Sueños rancios

Sueños rancios
Andrea Ceballos
Mi feminidad resiste como garrapata aferrándose de mis orejas como forma de resistencia a la hiper masculinización de la abogacía. 

Es martes, llego a la oficina diez minutos antes de las nueve. Hoy logré vencer al tráfico de esta monstruosa ciudad, solamente hice una hora veintitrés minutos. Digo sólo y me dan ganas de vomitar. El cansancio me respira en la nuca y por más que trato de esconderlo con el concealer que me compré la quincena pasada, siento como se me calienta el cuello con cada exhalación. Tenso la mandíbula, me duelen los músculos de la cara y mis dientes se desgastan todavía más. Me pregunto de qué tamaño serán mis molares cuando envejezca después de tanta erosión. Últimamente pienso mucho en el paso del tiempo y lo hago con tal nostalgia que se me viene a la cabeza el pensamiento mágico sobre la edad de mi alma. ¿Será ésta la misma que la edad de mi cuerpo?

Las manos me sudan alertando que hay mucha cafeína en el sistema, que necesito un día de descanso y no lattes con leche de avena que se comen mi salario como termitas. Me seco las manos en el pantalón negro sastre dándole una cachetada al cansancio. Ya sólo uso pantalones negros para venir a la oficina. Ser mujer en una industria llena de hombres es un esfuerzo constante para que detrás de cada logro me vean por éste y no por mi culo. Un trabajo extra para demostrar mi plusvalía en el despacho, más allá de mi sexo. Mi feminidad resiste como garrapata aferrándose de mis orejas como forma de resistencia a la hiper masculinización de la abogacía. Y el poco maquillaje que llevo en la cara y la sensibilidad con la que tránsito el mundo se vuelven un discurso de rebeldía.

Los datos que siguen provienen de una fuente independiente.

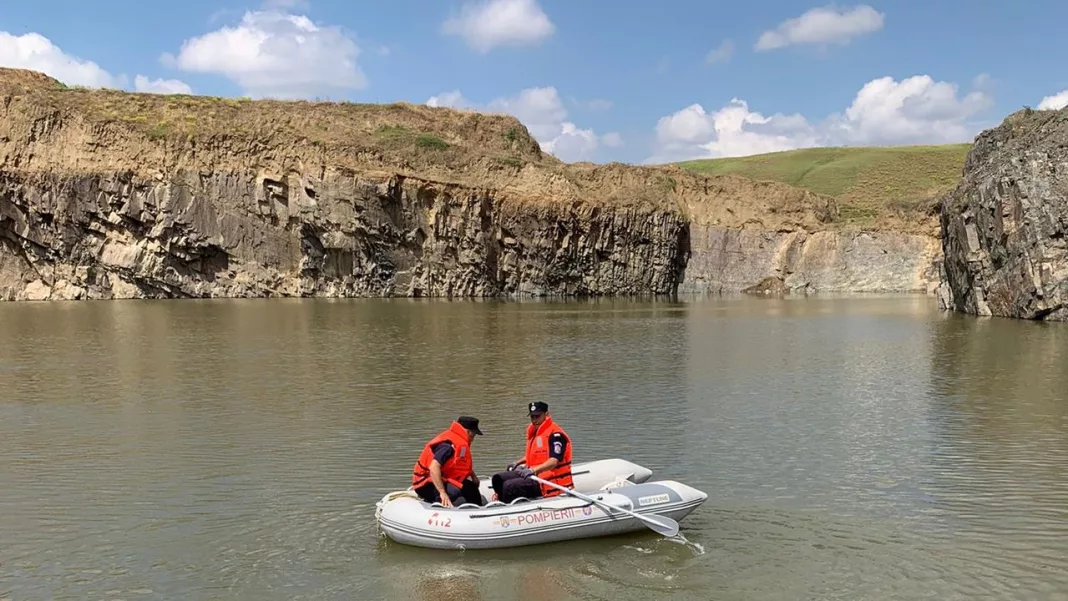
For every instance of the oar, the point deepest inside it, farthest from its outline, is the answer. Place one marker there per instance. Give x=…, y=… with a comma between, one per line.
x=662, y=524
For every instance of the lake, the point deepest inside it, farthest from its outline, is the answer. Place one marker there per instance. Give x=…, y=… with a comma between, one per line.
x=850, y=446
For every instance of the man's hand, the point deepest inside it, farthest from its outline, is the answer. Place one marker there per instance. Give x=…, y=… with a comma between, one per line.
x=444, y=499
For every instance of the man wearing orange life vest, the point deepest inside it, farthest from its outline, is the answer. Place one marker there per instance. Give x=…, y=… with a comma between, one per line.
x=548, y=456
x=444, y=472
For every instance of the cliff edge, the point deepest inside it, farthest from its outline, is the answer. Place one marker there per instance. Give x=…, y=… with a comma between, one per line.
x=112, y=194
x=1003, y=228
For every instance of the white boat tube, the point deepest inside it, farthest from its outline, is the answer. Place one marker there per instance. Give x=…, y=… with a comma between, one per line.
x=406, y=519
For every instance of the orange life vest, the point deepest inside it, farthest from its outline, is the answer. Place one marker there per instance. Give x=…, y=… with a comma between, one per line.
x=537, y=452
x=458, y=467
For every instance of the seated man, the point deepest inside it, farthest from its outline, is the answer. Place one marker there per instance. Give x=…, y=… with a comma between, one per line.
x=444, y=472
x=548, y=456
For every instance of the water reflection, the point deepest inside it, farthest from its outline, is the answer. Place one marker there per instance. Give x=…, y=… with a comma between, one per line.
x=850, y=447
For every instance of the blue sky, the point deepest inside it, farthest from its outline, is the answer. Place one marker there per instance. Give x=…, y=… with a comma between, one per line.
x=593, y=80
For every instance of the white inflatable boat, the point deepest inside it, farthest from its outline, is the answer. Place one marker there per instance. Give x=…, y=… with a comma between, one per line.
x=606, y=503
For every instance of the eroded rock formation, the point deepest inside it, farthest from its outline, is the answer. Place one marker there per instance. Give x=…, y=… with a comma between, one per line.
x=109, y=194
x=1004, y=225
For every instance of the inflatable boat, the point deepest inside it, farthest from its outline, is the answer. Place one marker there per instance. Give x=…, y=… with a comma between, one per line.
x=616, y=505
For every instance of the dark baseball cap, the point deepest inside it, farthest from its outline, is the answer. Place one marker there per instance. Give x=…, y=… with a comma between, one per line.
x=537, y=407
x=469, y=423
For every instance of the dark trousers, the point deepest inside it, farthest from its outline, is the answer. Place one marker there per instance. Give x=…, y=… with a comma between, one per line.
x=469, y=493
x=509, y=486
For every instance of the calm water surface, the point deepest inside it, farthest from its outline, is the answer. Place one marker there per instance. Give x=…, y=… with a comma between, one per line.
x=864, y=447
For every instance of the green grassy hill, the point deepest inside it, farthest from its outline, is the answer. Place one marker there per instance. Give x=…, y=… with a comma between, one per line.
x=874, y=185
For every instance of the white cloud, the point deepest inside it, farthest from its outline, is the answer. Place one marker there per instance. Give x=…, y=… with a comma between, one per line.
x=916, y=110
x=36, y=52
x=452, y=99
x=612, y=140
x=1055, y=101
x=720, y=53
x=276, y=53
x=823, y=25
x=489, y=24
x=141, y=83
x=287, y=4
x=543, y=112
x=598, y=105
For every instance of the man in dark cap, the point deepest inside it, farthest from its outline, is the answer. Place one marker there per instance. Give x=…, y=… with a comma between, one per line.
x=444, y=472
x=548, y=456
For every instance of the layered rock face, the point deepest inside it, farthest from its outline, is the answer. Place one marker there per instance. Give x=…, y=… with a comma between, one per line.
x=230, y=235
x=810, y=262
x=1003, y=228
x=112, y=195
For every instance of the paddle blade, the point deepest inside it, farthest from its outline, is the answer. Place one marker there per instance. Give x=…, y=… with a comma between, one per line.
x=662, y=524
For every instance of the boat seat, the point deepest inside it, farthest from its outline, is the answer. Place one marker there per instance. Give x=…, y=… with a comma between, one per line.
x=619, y=481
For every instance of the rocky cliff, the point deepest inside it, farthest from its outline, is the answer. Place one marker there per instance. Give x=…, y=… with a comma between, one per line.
x=109, y=194
x=1004, y=225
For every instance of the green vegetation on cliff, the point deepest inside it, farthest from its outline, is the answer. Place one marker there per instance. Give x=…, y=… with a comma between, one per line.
x=870, y=184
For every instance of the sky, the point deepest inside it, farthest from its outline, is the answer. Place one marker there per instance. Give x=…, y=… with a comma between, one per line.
x=596, y=80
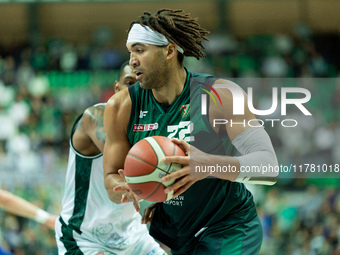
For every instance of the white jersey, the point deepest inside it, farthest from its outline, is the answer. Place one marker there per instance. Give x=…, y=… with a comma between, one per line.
x=90, y=223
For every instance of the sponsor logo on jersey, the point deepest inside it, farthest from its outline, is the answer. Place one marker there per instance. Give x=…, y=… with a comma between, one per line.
x=145, y=127
x=184, y=110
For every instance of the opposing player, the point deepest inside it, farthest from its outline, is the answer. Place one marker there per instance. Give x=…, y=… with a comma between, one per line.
x=90, y=223
x=209, y=215
x=18, y=206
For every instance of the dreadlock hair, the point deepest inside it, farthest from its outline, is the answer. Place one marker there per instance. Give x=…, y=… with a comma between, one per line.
x=179, y=28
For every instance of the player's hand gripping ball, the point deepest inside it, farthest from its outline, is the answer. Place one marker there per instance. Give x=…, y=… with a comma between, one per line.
x=143, y=167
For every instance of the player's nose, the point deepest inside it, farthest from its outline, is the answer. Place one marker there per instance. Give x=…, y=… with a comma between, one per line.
x=133, y=61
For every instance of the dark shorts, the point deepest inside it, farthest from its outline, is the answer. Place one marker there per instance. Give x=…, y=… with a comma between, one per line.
x=224, y=239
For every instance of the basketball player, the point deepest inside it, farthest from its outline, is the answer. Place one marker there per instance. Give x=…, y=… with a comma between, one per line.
x=90, y=223
x=18, y=206
x=207, y=215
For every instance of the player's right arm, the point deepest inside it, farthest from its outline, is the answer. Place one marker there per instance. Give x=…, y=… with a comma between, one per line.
x=116, y=119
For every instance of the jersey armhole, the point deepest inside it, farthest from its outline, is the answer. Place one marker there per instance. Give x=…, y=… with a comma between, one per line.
x=132, y=93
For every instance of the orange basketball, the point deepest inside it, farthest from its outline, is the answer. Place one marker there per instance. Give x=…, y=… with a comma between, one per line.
x=144, y=168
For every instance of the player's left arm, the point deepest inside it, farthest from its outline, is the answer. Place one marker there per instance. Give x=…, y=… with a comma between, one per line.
x=252, y=142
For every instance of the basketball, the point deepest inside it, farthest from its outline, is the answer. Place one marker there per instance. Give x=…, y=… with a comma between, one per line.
x=144, y=168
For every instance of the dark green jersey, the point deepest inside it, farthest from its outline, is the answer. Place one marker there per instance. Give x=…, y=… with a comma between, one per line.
x=207, y=202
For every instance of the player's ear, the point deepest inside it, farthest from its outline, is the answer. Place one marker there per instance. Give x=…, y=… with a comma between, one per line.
x=116, y=86
x=171, y=50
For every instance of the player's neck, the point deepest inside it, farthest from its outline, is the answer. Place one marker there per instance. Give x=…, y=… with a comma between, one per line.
x=168, y=93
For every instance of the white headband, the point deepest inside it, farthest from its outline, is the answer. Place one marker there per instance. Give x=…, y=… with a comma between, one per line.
x=141, y=34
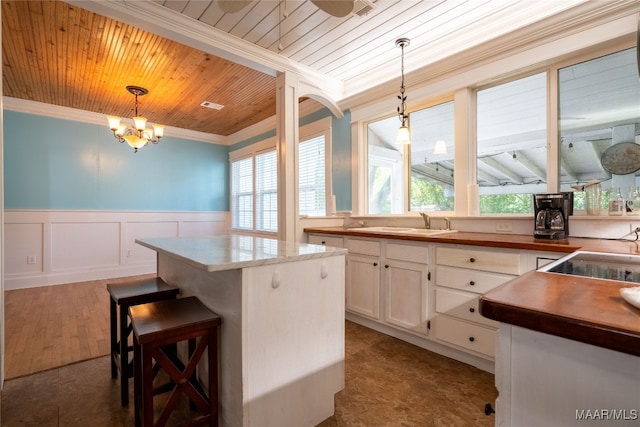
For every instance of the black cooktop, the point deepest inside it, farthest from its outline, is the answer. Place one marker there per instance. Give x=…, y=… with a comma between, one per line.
x=624, y=268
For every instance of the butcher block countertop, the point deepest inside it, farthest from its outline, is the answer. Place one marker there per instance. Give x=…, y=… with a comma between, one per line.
x=496, y=240
x=578, y=308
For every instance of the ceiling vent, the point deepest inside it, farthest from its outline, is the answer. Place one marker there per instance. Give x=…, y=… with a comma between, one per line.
x=212, y=105
x=362, y=7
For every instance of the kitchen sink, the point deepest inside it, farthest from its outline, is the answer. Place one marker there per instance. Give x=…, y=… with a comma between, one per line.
x=407, y=230
x=430, y=231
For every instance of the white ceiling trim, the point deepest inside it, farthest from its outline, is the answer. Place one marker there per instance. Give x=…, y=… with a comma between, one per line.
x=66, y=113
x=168, y=23
x=591, y=24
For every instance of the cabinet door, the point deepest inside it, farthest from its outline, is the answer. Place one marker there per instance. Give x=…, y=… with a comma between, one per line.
x=363, y=285
x=405, y=284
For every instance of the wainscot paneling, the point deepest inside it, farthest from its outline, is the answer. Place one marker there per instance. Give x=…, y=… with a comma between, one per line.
x=46, y=247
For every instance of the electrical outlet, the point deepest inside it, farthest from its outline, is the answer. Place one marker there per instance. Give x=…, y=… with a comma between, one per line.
x=504, y=227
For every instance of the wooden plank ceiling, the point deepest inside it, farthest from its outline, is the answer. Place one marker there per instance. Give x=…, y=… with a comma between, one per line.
x=60, y=54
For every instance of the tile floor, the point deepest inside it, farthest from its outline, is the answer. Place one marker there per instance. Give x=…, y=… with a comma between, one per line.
x=388, y=383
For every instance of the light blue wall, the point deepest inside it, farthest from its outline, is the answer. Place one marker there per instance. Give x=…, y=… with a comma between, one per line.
x=340, y=152
x=60, y=164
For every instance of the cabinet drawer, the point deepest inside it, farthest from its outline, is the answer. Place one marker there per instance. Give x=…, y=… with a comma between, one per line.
x=469, y=280
x=334, y=242
x=473, y=337
x=480, y=259
x=463, y=305
x=365, y=247
x=417, y=254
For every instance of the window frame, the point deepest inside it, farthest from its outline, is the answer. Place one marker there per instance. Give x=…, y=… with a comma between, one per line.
x=244, y=153
x=322, y=127
x=465, y=174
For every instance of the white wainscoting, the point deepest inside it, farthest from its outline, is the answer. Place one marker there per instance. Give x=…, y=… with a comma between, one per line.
x=50, y=247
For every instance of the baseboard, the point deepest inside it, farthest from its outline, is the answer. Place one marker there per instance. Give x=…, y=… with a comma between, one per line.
x=59, y=278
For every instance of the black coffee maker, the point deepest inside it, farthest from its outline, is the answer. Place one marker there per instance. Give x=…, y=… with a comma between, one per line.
x=552, y=215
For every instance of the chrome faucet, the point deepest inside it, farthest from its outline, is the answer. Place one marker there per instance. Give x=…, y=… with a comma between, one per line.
x=427, y=220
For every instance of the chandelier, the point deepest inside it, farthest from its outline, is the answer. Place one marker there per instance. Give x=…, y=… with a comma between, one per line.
x=137, y=135
x=404, y=136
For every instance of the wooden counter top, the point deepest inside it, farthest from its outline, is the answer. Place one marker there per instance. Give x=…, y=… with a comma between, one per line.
x=578, y=308
x=499, y=240
x=582, y=309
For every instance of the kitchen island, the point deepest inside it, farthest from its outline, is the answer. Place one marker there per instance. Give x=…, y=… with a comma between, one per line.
x=282, y=337
x=568, y=351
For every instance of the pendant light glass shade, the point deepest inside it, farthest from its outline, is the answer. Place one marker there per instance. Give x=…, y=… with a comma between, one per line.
x=404, y=137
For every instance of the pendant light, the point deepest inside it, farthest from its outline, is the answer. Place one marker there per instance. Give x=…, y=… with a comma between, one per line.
x=404, y=136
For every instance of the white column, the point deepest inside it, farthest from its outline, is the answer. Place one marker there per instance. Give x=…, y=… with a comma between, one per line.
x=465, y=169
x=287, y=137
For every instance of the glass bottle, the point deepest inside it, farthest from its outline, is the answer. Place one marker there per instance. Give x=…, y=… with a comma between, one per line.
x=633, y=201
x=616, y=205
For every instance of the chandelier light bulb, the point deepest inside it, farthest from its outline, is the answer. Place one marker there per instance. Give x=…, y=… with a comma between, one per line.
x=138, y=135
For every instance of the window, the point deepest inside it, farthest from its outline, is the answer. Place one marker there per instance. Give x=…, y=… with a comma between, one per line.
x=267, y=191
x=431, y=155
x=599, y=106
x=386, y=168
x=431, y=185
x=242, y=194
x=511, y=144
x=315, y=196
x=254, y=189
x=312, y=183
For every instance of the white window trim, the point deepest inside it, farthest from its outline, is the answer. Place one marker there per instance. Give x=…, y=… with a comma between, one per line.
x=322, y=127
x=318, y=128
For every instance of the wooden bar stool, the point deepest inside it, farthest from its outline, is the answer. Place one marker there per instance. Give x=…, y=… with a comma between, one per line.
x=156, y=327
x=125, y=295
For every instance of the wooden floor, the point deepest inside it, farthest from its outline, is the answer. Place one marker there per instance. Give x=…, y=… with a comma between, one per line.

Saco de mi bolsa de manera automática y en el mismo orden de todos los días,  mi computadora, la libreta, una pluma negra y otra roja, un chapstick y mi termo con agua. Parte de crecer es crear hábitos sin sentido que se nos enredan en los pies como raíces de ceiba para jalarnos al piso y crear distancia entre lo que somos y lo que soñamos ser. Ahora pienso mucho en los sueños, en los que se me escapan de las manos, en los que ya huelen a rancio, en los que tienen mis uñas marcadas de tanto aferrarme a ellos, en los que se vienen a presentar tocando el timbre para ver si les abro la puerta, en los que están sentados en la sala de espera con los brazos cruzados y en los que ya casi ni alcanzo a ver pero por alguna razón siguen brillando.

Todo eso pienso y todavía ni siquiera son las nueve de la mañana. Quiero que todos los pensamientos me visiten antes de que empiece mi jornada laboral. Después, mi cabeza sólo es para los casos que tengo que resolver. Al dos para las nueve, llega a mi mente la propuesta que tanto he tratado de evitar. El ascenso que me ofreció Javier el jueves pasado.

–Pensé que te ibas a emocionar con la noticia, has trabajado tanto para obtener la promoción. No entiendo qué es lo que te detiene. Este es tu sueño– dijo Javier con el tono peyorativo que siempre usa con sus empleados.

Era verdad, llevaba más de siete años vendiéndole mi alma a esa empresa para obtener el ascenso. Este era el sueño de la Alina de veintitrés años que entró a este distinguido despacho. El ascenso es un contrato con el diablo, una entrega del tiempo, un tatuaje en la piel, un lunar en medio de la frente. Es tanto que se vuelve inevitable no verlo. No verlo en los socavones debajo de los ojos por falta de sueño, en la irritabilidad que destila por los poros del cuerpo, en los dientes amarillos de tanto café, en los ojos incendiados, en las uñas con mordidas de ratón.

Hace cuatro años pensaba en el éxito como un lugar de destino. Como la meta al final de un sendero en el que arden las piernas y duele el cuello de tanto mirar hacía arriba. Creía que el éxito era el reconocimiento, dinero, escalar mi carrera profesional y construir un nombre que suene. El ego me hizo creer que todo lo que tenía que alcanzar iba de las barreras de mi cuerpo hacía afuera. Y por años seguí esa fórmula con los ojos cerrados y los brazos extendidos y sólo alcancé a cachar aire. Más caminé y más vacío encontré.

A un minuto de las nueve pienso en que me gusta tomar café frente al mar, en las mañanas sin tiempo que despierto junto a Tom, en las manos de mis padres que se van haciendo viejas, en que hay sueños que huelen a rancio y que hay una persona que es más valiente que la que sigue sus sueños: la que deja morir los que ya no llevan su nombre.